Нет, мы не удивились, исчезло у нас это чувство, сморщилось, как мои эпителии. Но вот этого или чего-то подобного мы ждали. Перелезли через груду кирпича, вышли из-за стены и остановились. Перед нами навзничь лежал огромный фриц в пятнистой маскировочной форме. Ног от колен у него не было. Он поднял кровяные и уже потемневшие обрубки с торчащими обломками костей и ритмично покачивал ими — вперед, назад. Маслянистые лужицы поблескивали вокруг фрица.

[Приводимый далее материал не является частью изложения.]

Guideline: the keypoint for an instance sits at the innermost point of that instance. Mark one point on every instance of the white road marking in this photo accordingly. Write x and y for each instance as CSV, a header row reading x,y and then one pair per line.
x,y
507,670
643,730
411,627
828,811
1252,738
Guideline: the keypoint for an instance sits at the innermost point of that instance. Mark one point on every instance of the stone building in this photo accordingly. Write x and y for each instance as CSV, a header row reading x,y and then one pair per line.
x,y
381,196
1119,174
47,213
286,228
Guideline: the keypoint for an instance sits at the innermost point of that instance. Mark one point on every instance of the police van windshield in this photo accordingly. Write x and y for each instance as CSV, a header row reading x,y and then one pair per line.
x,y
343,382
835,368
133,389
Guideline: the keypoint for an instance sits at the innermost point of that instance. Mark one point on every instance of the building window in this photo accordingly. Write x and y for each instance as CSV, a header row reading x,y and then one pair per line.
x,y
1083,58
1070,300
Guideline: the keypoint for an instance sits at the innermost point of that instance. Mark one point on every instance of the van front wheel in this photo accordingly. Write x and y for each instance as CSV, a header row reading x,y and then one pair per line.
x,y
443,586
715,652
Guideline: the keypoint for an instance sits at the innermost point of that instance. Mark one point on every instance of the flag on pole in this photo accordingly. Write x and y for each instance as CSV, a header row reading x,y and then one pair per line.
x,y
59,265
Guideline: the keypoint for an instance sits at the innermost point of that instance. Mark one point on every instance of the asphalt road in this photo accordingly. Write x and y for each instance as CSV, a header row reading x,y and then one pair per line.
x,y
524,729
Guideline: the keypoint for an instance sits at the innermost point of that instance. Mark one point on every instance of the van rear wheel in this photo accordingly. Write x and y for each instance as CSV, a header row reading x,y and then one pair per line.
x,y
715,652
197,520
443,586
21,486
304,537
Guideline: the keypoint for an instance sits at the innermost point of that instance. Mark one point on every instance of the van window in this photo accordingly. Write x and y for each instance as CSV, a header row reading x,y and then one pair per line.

Пальцами, измазанными в крови, он пытался дотянуться до маленькой кобуры «вальтера» на животе, но они соскальзывали, и он вяло хватал в лужице под боком мусор и щебенку.
Должно быть, снаряд разорвался у него в ногах, когда он лежал, пережидая наш обстрел. Надеялся переждать. А ему оторвало ноги, и осколки прошли над ним. Вон и воронка метрах в четырех. Его отбросило, или он отполз. Автомат, полузасыпанный щебнем, лежал неподалеку. Рядом с головой фрица мы увидели каску, лежавшую донышком вниз. На каске сбоку две маленькие молнии. Эсэсовец.